Compared with the actual situation of the industry, an important difference of algorithm competition is that the industry involves online systems, which poses greater performance challenges in engineering and involves more online and offline effect consistency problems in algorithm. Therefore, the algorithm contest will further improve the model complexity and model accuracy. ResNet, Field-Aware Factorization Machine(FFM), XGBoost and other algorithm models are also produced in the algorithm contest, which are widely used in practical industrial systems.

In air quality prediction, we use spatial-temporal and spatial-temporal Gated DNN network for effective modeling, which is similar to air quality problems. Meituan also faces spatial-temporal and spatial-temporal modeling problems in its actual business. Take user behavior sequence modeling as an example. We have fully modeled and interacted with users’ historical and current spatio-temporal information [24]. We distinguish the triple spatiotemporal information of user behavior, that is, the time when the user clicks, the geographical location of the user request, and the geographical location of the merchant that the user clicks.

Based on the above triple temporal and spatial information, we put forward spatio-temporal Activator Layer (As shown in Figure 19) : three-side temporal and spatial attention mechanism neural network to model the user’s historical behavior, specifically by learning the interaction of request latitude and longitude information, merchant latitude and longitude information and request time. For spatial information intersection, we further combine geographic location hashing coding with spherical distance. In view of the time information crossover, we also adopt the way of combining absolute and relative time to effectively realize the trilateral expression of user behavior sequence under different space-time conditions. Finally, the spatio-temporal information encoded by the above network is fused through the attention mechanism network to obtain the personalized expression of different request candidates for the user’s ultra-long behavior sequence in the LBS scenario.

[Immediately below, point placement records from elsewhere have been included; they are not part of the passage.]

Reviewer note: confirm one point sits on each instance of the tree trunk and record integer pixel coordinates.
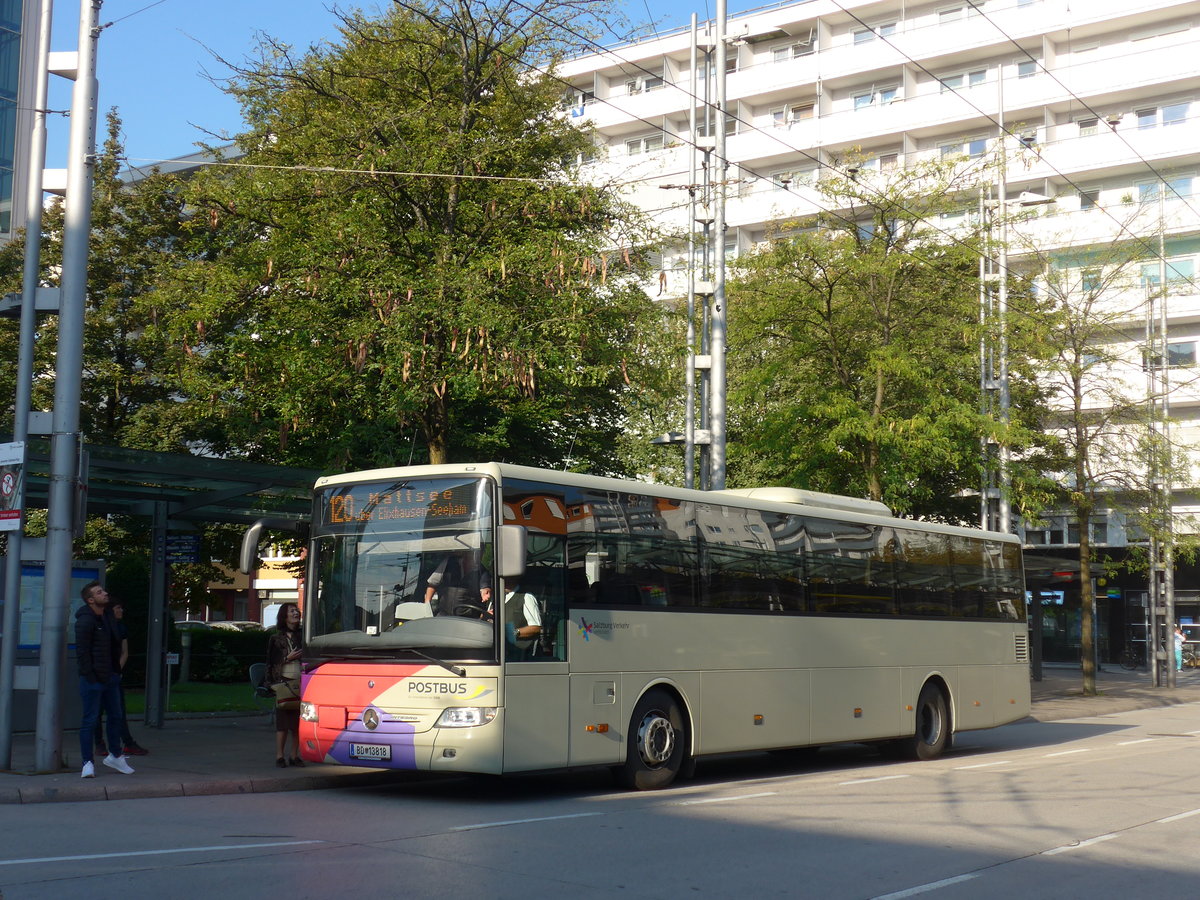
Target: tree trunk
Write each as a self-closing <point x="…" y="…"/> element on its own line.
<point x="1086" y="603"/>
<point x="437" y="431"/>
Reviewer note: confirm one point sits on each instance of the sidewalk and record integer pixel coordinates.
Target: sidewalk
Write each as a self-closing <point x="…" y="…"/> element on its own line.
<point x="235" y="754"/>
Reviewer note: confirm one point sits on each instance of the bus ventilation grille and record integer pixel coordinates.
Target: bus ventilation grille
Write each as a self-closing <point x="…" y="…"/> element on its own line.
<point x="1021" y="646"/>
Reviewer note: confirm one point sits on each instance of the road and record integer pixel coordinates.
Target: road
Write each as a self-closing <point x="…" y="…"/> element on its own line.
<point x="1095" y="808"/>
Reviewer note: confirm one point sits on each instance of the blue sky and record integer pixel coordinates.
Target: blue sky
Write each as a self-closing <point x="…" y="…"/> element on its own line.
<point x="154" y="58"/>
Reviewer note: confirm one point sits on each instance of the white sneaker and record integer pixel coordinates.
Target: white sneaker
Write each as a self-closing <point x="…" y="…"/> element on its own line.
<point x="118" y="762"/>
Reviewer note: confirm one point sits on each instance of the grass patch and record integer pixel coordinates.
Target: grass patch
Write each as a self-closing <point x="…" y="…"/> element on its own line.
<point x="201" y="697"/>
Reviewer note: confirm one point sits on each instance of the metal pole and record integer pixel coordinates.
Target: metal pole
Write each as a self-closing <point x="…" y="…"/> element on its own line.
<point x="24" y="376"/>
<point x="717" y="449"/>
<point x="156" y="619"/>
<point x="1003" y="503"/>
<point x="1165" y="443"/>
<point x="67" y="383"/>
<point x="689" y="457"/>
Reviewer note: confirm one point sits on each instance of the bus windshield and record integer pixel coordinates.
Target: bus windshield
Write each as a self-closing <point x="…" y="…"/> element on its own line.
<point x="403" y="564"/>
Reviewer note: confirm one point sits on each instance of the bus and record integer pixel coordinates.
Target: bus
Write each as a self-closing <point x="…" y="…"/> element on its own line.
<point x="493" y="618"/>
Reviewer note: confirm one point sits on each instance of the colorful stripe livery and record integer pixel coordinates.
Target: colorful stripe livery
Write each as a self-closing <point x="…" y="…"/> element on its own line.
<point x="382" y="715"/>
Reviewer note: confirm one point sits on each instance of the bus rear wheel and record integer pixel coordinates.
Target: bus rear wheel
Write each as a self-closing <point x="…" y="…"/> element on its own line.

Comparatively, spatial-temporal Gated DNN in the competition focuses more on the influence of spatial-temporal fusion information on predicted values. Due to the time series that need to be predicted, different time and space information are more focused on to fully model the difference. However, the spatio-temporal network in Meituan business focuses on fine-grained spatial information, which is derived from different spherical distances and has great influence on different block positions, requiring multi-information depth modeling. For more details, please refer to the team’s CIKM paper: Trilateral Spatiotemporal Attention Network for User Behavior Modeling in Location-based Search[23].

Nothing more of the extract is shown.